You're rear-view mirror is not just one mirror, it is actually two reflective surfaces.

You’re driving at night when, suddenly!, you’re blinded by a piercing light from somewhere above.  A car has driven up behind you, and its headlights–reflected in your rear-view mirror–are dazzlingly bright. You flick the little tab beneath your mirror and the reflected headlights dim. Have you ever wondered how your rear-view mirror does this?

Two Mirrors

Actually, your rear-view mirror is not just one mirror–it has two reflective surfaces. At the back is a regular, shiny mirror. Right in front of this primary mirror, however, is a thin, glass wedge which reflects only about four percent of the incoming light.

Imagine holding a plate of glass in front of a regular mirror–you’d still see your reflection in the mirror, but you’d also see a fainter reflection from the plate of glass. In a rear-view mirror, this glass surface is a wedge, pointing somewhat downward.
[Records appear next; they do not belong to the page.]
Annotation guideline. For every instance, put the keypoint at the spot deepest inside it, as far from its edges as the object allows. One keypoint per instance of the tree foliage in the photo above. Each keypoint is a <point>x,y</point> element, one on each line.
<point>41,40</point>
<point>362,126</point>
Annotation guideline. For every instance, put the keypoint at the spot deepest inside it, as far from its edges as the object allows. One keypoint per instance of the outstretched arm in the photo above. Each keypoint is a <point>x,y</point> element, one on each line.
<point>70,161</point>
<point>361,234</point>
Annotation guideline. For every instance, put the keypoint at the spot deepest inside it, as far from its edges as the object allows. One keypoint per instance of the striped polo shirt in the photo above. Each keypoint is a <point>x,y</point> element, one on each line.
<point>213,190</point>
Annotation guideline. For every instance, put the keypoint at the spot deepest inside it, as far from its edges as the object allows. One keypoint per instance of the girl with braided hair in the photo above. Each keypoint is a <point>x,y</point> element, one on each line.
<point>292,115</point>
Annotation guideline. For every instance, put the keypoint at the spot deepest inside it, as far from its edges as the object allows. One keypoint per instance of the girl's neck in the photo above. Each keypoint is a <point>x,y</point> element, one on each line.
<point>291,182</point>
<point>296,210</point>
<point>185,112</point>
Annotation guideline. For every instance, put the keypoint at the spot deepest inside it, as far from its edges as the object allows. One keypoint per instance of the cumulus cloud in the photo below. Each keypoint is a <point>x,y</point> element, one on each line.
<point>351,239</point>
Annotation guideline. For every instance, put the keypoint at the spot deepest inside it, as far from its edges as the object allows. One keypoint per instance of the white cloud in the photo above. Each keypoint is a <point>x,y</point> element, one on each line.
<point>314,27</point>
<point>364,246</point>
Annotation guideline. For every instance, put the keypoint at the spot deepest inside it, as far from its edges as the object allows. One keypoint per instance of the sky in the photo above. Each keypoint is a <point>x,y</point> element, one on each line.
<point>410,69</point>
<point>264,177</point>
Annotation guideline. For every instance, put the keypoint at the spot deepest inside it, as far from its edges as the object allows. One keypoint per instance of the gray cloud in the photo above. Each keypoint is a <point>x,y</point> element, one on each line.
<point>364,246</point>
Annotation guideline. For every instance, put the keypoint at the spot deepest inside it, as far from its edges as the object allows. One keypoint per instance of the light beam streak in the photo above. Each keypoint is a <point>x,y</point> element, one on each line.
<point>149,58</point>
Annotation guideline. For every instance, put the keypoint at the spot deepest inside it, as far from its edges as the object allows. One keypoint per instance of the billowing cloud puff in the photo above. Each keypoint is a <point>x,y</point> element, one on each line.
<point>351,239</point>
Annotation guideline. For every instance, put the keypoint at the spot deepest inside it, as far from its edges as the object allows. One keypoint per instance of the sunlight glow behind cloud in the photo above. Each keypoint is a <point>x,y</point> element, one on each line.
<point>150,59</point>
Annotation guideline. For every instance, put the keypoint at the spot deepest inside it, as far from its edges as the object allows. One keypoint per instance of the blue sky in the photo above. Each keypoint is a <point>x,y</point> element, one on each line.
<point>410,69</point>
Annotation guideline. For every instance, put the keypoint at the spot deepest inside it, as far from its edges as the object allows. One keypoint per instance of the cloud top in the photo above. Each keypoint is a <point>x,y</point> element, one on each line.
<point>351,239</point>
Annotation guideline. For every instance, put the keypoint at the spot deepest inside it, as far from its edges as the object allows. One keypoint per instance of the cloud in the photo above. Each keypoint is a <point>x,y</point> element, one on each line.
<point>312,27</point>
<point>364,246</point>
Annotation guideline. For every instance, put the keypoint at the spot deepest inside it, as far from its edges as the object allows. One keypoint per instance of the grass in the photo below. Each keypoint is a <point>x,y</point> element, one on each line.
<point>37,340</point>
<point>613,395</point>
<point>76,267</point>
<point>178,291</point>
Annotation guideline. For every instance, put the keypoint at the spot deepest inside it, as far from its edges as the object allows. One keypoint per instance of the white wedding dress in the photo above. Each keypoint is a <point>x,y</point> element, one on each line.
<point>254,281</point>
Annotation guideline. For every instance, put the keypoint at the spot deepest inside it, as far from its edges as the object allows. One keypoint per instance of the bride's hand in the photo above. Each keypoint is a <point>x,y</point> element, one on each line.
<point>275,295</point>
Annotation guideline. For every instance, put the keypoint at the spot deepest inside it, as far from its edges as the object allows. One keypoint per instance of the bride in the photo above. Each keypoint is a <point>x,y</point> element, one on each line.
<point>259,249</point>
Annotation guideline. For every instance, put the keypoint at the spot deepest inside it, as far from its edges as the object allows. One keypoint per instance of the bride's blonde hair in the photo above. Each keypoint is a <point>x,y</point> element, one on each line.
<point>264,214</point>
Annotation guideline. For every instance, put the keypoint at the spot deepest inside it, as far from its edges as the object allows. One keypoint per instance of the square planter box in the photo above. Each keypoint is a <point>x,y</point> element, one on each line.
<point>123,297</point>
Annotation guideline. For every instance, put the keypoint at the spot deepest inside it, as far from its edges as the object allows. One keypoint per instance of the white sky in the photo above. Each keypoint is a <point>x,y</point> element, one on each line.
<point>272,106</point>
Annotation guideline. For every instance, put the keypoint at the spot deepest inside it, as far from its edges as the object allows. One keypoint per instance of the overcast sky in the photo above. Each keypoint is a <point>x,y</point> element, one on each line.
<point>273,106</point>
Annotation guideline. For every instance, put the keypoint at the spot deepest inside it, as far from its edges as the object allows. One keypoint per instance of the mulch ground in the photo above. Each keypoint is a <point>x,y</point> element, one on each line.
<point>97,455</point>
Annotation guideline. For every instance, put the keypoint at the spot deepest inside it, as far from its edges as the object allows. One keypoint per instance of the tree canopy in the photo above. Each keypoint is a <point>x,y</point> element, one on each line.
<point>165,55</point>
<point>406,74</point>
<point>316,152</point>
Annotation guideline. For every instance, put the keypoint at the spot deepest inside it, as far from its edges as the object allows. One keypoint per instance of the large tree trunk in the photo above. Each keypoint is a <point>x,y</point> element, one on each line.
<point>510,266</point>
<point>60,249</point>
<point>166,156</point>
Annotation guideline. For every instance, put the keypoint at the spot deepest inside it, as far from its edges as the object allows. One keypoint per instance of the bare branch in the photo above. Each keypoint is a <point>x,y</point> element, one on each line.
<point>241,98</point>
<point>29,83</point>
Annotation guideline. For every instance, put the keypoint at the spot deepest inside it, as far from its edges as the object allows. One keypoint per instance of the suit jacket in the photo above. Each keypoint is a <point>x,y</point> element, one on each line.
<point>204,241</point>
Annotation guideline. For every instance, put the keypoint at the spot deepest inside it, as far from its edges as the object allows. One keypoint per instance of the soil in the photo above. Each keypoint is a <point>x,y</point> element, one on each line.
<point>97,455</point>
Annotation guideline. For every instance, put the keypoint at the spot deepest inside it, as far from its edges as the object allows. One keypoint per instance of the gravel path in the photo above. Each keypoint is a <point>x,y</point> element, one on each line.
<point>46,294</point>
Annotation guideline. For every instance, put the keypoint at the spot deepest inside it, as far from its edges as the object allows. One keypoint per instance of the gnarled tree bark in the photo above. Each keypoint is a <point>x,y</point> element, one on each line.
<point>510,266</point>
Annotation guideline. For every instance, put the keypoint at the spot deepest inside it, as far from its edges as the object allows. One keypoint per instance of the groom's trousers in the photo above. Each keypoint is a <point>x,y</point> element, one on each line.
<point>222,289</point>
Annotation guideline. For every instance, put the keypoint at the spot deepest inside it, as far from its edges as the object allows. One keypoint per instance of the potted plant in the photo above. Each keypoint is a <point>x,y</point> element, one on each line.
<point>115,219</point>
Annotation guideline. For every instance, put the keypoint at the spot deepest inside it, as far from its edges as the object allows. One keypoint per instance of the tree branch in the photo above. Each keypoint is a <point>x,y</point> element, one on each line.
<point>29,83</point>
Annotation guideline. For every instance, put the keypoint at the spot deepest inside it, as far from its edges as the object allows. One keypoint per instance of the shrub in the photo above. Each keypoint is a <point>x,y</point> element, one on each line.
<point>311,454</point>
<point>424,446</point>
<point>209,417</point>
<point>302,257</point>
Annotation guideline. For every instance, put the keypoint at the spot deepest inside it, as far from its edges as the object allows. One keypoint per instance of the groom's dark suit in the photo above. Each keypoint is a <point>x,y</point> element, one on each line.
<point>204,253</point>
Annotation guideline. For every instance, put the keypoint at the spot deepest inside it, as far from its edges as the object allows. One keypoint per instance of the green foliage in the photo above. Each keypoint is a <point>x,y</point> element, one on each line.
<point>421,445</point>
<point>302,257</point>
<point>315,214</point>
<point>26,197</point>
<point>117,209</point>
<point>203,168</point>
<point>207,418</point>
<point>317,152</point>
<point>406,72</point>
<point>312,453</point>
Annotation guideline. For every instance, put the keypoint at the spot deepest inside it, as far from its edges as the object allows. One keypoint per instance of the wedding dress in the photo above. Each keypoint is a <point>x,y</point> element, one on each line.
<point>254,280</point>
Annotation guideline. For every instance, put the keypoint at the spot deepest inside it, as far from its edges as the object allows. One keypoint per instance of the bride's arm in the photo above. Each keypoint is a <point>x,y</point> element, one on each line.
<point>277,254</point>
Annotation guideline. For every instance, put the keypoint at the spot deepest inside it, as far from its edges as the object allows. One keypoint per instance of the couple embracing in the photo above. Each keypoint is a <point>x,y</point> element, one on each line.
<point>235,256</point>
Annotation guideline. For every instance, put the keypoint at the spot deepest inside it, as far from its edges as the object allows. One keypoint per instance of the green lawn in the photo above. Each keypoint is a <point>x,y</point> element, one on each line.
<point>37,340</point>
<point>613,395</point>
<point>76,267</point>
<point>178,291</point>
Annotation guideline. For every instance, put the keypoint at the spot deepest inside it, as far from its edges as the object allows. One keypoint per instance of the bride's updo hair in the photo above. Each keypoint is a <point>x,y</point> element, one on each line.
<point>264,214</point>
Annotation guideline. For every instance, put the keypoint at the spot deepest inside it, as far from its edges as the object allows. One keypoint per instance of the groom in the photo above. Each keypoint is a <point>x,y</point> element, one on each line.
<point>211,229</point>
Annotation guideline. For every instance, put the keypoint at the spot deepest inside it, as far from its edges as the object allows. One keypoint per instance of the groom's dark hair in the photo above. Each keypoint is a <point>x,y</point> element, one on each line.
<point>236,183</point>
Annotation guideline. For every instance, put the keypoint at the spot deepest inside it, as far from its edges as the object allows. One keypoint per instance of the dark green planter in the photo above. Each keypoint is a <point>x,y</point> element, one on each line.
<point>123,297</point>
With the mirror in its normal position, the glass surface points down into the driver’s seat. During the day you don’t notice this faint reflection of your lap because the reflection from the main mirror–pointing out the rear window–is so much brighter.

All About Angles

When you flip the switch at night, you change the angle of the whole setup. Now the primary surface is pointing up at the dark ceiling of your car, and the glass wedge points out the rear window. You can still see the headlights behind you, but since the glass wedge only reflects a fraction of the light, they appear much dimmer.